Buckle’em if you got’em
When it comes to seatbelts, I personally consider them a first-class nuisance, a pain in the butt, a grand-scale migraine headache.
Yeah, yeah, I know.
You can cite all kinds of traffic driving safety statistics showing thousands of lives saved from vehicle accidents when driver and passengers wear seatbelts. It’s like riding a motorcycle without a helmet, driving 80 mph on the interstate in a raging rain storm, skydiving without a parachute.
With that said, I still consider seatbelts a nuisance.
Did you know there is only one state without a seat belt law? It’s New Hampshire, but alas, even as we speak, their legislature is reconsidering.
See, I look at it this way. In Georgia, law enforcement can stop you simply for not wearing a seat belt. In several other states, police can only issue you a seatbelt violation citation only after they have observed you violating another traffic law first.
Florida just revised its seat belt law, signed into law this week by Gov. Charles Crist. A bipartisan effort, as it has been billed. Isn’t that nice, Democrats and Republicans working together for the common good.
Now, when you drive over the line into Florida, you can be stopped just like here in Georgia.
Why dredge this up now?
May is seatbelt safety awareness month. So I am making you aware, even though I still consider them a nuisance.
I do buckle up. Sometimes. I click it when my wife reminds me, or if I am interstate driving. Driving on the interstate is madness enough without pushing your luck.
See, up in New Hampshire they have this thing about personal rights. They say it is against personal rights to have a state-mandated seatbelt law. Education, not a government mandate, should rule, observe the New Hampshirites.
Guess they are about to change their minds.
Yes, here in Georgia, it’s a government mandate. Buckle up, buddy. Or don’t buckle up and face a fine of $15.
It’s not uncommon for officers to discover other violations during a routine traffic stop for seatbelt violation: Such as shotguns draped across the back seat of a vehicle; the strong odor of marijuana or coke and other drugs emanating from the interior of the vehicle, possible questionable merchandise in plain view.

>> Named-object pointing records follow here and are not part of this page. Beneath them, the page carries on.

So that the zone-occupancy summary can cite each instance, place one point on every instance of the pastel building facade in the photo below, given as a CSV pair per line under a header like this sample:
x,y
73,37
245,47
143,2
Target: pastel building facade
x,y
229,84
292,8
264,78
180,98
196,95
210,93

Criminals are like me. They don’t like to wear seatbelts either.
Yet many non-seatbelt wearing criminals or potential criminals in addition get caught driving with suspended or no driver’s license, or DUI, or charges pending from another violation or parole violation, simply because they think they are from New Hampshire.
Look, if you are going to flaunt the law and not buckle up, at least have a clean criminal record. That way you can pay the 15-buck fine, then get on with your life, without bars hampering your view.
Another reason it’s difficult for me to wear a seatbelt is that it is uncomfortable.
In 2000, heart doctors hacked into my chest, split apart the breast bone, then installed four heart bypasses. That scar has never healed 100 percent, and the belt across the chest is extremely uncomfortable.
Louisiana just has passed a seat belt law. Argument was that if they had a seat belt law last year, 22 lives could have been saved. They didn’t compare how many lives were lost from gang wars, illegal drug overdoses, drive-by drug-related shootings, domestic violence against spouses and children, and other related low-life activities.
In Minnesota this month, instead of a crack down against violent criminal behavior, 400 law enforcement agencies will be involved in the May Mobilization Seat Belt Campaign.
So while the cops are writing tickets for seatbelt violations, the sleezbags of Minnesota will be staging their usual anti social activities.
Anyway. Save yourself $15 bucks. Buckle up. Then the boys with the badges and side arms can concentrate on eliminating Uzi carrying thugs from our fair city.
One final thought—avoid Minnesota. Visit New Hampshire.